Process substitution enables a few neat tricks. For instance, if you need to diff
the output of two commands, you do not need to write the output to temporary files first, you can simply run:
$ diff <( command_1 ) <( command_2 )
You can also add an additional <
operator to redirect this output to stdin
. The original version of this command posted on slack and the ACCESS-Hive used this to get the output of list-quarantine
into the loop.
while read uuid a b c d path; do echo $uuid $path; done < <( nci-file-expiry list-quarantined | grep .ice_daily.nc )
However, there are restrictions on using process substitution. The seek
instruction cannot be used on these “files”, meaning that they can’t be used in place of structured data (e.g. netCDF). For simple things like this though, that isn’t relevant.

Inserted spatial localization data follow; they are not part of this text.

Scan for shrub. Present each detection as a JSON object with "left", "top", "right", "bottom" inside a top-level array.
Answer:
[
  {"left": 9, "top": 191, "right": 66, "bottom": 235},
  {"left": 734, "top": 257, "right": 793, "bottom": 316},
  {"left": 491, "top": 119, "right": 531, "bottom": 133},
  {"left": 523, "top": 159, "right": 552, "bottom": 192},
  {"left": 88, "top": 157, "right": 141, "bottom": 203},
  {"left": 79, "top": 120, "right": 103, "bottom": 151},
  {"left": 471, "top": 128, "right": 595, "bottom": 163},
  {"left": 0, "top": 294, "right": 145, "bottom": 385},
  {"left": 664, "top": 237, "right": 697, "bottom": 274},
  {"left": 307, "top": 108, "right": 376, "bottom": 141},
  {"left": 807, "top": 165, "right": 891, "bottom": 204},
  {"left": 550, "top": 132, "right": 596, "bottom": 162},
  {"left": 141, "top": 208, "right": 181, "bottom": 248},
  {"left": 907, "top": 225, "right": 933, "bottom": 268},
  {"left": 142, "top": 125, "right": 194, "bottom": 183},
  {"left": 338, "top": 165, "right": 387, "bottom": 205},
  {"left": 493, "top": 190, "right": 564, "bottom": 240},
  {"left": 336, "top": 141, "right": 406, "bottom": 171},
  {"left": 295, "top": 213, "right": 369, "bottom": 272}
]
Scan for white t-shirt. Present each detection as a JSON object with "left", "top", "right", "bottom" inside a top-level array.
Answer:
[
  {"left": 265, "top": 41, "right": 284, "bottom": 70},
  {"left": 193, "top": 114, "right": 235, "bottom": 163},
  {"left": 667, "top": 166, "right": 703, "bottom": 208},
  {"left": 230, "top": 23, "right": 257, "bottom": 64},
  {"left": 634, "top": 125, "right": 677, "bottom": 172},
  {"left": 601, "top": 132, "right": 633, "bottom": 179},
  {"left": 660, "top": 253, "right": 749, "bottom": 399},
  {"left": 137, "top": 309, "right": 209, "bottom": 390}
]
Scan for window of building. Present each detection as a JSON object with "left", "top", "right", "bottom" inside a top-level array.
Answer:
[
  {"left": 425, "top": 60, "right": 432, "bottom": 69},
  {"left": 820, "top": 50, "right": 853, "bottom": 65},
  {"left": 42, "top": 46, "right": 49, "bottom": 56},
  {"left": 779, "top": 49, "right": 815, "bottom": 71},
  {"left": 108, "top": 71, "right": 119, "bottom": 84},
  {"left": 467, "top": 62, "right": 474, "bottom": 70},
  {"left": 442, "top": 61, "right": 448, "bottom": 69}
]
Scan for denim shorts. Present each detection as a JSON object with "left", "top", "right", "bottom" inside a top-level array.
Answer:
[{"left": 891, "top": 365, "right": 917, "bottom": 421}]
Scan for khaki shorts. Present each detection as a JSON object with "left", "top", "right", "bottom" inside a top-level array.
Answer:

This is a lot to remember, so we recommend placing the following in your ~/.bashrc
file:
function recover_pattern () {
nci-file-expiry batch-recover <( nci-file-expiry list-quarantined | grep "${1}" | while read uuid a b c d path; do echo $uuid $path; done )
}
And when you log into Gadi again you’ll be able to run:
$ recover_pattern .ice_daily.nc
for the same effect. As the function argument is passed straight to grep
, regular expressions can be used to search for files, e.g. recover all .ice_daily.nc
files starting with 2020, 2021 and 2022
$ recover_pattern "202[012].\+ice_daily.nc"
note the pattern must be wrapped in quotes in this case. It can also be used to recover files on a specific path. For instance, to recover files in your current directory:
$ recover_pattern "${PWD}"